Boeing 737 Max gets Europe’s OK
The Boeing 737 Max got approval from Europe’s aviation regulator, clearing the way for possible flights before year-end. That could be a boon to sales, though air travel remains depressed. Boeing (BA) received no new orders in September, the fifth month in 2020 that it hasn’t received.
News In Brief
Walgreens (WBA) earnings fell 29% vs. a year earlier, but beating views. Revenue rose just over 2% to $34.75 billion, slightly above views for the Dow Jones
China-based educational firm New Oriental (EDU) topped fiscal Q1 analyst estimates by 14 cents but EPS fell 20% to $1.15. Revenue slipped 8% to $986.4 million. EDU stock fell.

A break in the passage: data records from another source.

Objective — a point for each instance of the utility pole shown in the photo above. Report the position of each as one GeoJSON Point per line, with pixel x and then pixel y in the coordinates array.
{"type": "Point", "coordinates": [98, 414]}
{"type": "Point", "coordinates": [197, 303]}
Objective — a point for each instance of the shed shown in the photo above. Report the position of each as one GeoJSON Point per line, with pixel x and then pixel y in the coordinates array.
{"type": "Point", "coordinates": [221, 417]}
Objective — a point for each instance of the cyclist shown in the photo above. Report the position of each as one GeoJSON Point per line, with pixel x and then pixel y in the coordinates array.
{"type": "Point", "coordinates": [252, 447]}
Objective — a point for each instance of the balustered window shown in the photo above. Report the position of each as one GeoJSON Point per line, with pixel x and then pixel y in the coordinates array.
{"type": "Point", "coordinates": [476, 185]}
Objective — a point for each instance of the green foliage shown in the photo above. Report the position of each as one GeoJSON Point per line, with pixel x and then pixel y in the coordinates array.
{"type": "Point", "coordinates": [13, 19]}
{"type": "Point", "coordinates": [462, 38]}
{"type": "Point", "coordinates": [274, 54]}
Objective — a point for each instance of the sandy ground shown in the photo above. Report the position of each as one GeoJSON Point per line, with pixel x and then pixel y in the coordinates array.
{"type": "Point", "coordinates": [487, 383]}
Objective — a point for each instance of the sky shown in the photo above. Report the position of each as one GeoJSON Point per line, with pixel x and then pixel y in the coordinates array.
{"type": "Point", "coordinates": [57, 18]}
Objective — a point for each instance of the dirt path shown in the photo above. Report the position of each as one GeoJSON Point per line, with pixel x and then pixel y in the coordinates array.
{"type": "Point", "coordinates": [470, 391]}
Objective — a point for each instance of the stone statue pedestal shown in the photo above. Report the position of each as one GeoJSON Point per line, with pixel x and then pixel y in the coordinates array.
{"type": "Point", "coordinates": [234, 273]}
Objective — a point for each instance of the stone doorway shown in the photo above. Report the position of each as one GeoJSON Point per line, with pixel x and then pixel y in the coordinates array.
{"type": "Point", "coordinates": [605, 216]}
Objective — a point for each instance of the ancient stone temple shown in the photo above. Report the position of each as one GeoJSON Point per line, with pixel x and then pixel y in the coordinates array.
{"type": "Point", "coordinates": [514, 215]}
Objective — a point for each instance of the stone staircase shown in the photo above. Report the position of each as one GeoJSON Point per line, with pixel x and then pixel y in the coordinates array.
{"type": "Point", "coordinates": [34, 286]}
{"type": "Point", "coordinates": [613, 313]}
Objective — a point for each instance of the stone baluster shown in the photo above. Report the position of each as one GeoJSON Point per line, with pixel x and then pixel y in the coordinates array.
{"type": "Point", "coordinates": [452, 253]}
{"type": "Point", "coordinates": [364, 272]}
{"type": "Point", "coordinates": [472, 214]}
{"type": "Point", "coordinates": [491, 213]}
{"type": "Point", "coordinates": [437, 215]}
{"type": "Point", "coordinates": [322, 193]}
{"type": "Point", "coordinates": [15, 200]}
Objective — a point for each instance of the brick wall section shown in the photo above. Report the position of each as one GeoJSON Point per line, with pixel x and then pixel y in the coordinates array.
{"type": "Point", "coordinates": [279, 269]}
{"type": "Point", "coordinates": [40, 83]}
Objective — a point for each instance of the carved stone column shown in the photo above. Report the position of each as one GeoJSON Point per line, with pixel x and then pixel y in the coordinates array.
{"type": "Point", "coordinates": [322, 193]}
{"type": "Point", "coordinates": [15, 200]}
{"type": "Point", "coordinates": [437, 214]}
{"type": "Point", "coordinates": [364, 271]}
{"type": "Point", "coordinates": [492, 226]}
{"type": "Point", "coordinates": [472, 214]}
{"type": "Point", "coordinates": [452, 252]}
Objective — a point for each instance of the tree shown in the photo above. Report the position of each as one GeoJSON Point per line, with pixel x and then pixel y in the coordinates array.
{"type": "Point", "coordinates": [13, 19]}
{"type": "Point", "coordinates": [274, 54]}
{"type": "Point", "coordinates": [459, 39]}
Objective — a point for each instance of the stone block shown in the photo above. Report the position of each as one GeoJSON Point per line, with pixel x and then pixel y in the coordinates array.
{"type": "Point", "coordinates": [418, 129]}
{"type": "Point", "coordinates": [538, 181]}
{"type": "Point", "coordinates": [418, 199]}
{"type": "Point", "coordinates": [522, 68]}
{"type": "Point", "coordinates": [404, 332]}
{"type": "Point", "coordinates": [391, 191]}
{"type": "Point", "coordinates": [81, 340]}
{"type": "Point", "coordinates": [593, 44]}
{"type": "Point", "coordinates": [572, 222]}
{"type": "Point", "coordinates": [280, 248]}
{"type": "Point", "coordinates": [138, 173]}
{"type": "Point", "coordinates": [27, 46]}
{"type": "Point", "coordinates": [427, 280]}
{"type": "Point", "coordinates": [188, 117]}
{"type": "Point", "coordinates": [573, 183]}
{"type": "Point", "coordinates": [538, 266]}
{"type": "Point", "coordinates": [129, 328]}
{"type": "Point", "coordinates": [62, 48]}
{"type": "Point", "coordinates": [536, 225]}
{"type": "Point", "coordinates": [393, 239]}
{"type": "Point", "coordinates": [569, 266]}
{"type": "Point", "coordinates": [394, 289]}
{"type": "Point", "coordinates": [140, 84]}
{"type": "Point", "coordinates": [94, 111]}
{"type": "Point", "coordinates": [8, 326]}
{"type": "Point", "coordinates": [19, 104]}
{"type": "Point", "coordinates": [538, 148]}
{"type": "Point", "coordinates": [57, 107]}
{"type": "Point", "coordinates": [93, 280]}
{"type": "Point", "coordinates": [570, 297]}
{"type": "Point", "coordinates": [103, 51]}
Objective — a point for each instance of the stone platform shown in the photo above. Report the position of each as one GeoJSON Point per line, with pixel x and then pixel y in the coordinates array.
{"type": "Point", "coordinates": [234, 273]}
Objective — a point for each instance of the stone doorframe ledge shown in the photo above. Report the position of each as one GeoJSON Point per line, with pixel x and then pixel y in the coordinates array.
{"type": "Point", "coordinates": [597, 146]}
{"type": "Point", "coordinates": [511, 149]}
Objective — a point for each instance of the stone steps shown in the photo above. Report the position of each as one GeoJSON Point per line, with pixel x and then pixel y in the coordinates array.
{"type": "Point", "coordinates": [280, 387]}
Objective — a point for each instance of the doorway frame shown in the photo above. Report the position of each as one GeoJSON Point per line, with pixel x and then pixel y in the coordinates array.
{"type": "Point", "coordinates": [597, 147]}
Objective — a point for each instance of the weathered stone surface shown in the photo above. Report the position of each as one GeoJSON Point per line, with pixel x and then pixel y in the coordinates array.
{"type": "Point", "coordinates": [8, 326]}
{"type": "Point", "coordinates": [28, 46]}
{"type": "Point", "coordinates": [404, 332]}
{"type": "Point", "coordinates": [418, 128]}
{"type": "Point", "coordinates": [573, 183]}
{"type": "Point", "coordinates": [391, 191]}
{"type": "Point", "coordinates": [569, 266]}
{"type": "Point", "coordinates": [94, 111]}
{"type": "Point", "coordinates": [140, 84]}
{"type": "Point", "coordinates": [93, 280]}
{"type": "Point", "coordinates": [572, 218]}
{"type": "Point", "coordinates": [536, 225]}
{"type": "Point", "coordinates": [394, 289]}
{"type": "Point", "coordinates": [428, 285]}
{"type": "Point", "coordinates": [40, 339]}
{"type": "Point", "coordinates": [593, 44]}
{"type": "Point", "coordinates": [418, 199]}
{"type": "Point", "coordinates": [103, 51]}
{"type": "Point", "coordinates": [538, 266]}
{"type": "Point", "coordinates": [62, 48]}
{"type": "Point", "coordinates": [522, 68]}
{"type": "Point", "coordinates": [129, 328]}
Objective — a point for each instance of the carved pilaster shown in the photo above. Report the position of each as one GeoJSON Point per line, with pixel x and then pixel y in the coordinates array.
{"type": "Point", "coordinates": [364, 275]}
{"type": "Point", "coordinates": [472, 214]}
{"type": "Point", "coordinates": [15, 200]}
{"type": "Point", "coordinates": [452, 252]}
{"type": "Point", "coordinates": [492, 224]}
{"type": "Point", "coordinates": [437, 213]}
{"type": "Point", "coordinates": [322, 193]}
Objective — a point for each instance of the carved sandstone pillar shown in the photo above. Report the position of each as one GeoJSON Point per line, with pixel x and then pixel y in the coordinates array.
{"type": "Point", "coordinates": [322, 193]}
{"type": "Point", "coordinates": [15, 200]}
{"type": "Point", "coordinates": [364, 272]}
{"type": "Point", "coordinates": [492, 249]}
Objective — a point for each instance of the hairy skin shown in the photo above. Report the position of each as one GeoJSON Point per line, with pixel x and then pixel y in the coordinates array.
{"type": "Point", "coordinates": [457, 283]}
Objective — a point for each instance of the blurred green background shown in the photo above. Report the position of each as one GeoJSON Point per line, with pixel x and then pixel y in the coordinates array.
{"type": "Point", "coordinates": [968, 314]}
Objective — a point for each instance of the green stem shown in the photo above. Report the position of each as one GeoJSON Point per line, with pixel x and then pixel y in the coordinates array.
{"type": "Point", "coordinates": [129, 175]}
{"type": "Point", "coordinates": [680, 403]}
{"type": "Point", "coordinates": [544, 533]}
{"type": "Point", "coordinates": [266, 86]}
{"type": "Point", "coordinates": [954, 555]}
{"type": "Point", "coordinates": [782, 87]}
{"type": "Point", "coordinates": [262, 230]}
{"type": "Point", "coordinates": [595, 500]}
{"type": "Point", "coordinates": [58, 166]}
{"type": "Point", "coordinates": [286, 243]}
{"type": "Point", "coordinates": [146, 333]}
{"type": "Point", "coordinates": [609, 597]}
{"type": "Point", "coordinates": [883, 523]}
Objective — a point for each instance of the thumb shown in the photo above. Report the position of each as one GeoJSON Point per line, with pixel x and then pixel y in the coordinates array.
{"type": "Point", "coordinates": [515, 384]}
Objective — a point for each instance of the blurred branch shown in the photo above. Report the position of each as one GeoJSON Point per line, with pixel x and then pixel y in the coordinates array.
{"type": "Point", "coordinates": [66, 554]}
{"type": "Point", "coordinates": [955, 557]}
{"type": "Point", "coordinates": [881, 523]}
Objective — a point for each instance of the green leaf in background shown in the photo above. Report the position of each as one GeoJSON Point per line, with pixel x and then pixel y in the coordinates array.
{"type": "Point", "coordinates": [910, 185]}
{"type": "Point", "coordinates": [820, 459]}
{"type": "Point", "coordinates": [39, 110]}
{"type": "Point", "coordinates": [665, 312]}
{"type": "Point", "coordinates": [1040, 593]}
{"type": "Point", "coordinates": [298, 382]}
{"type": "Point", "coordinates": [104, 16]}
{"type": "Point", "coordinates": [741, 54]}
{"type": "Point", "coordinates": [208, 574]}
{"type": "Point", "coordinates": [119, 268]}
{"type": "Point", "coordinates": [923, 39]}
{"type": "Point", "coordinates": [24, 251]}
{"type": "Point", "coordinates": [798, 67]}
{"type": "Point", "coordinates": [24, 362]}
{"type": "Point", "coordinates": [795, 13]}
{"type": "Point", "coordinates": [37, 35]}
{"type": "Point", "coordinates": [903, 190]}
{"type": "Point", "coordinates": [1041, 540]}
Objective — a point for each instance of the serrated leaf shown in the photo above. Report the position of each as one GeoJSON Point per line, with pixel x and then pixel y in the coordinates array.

Johnson & Johnson (JNJ) reported Q3 adjusted EPS and sales that topped analyst views and hiked full-year targets, mostly on the Q3 beat.
InMode (INMD), a maker of cosmetic-treatment technology, forecast third-quarter results that blew past expectations and hiked its sales outlook for the year. The results and forecast come as clinics begin to reopen and bring back elective surgeries with them.
Charles Schwab (SCHW) reported a 27% EPS decline to 51 cents, beating views for 47 cents. Revenue fell 10% to $2.45 billion. Results did not include the TD Ameritrade acquisition, completed in October.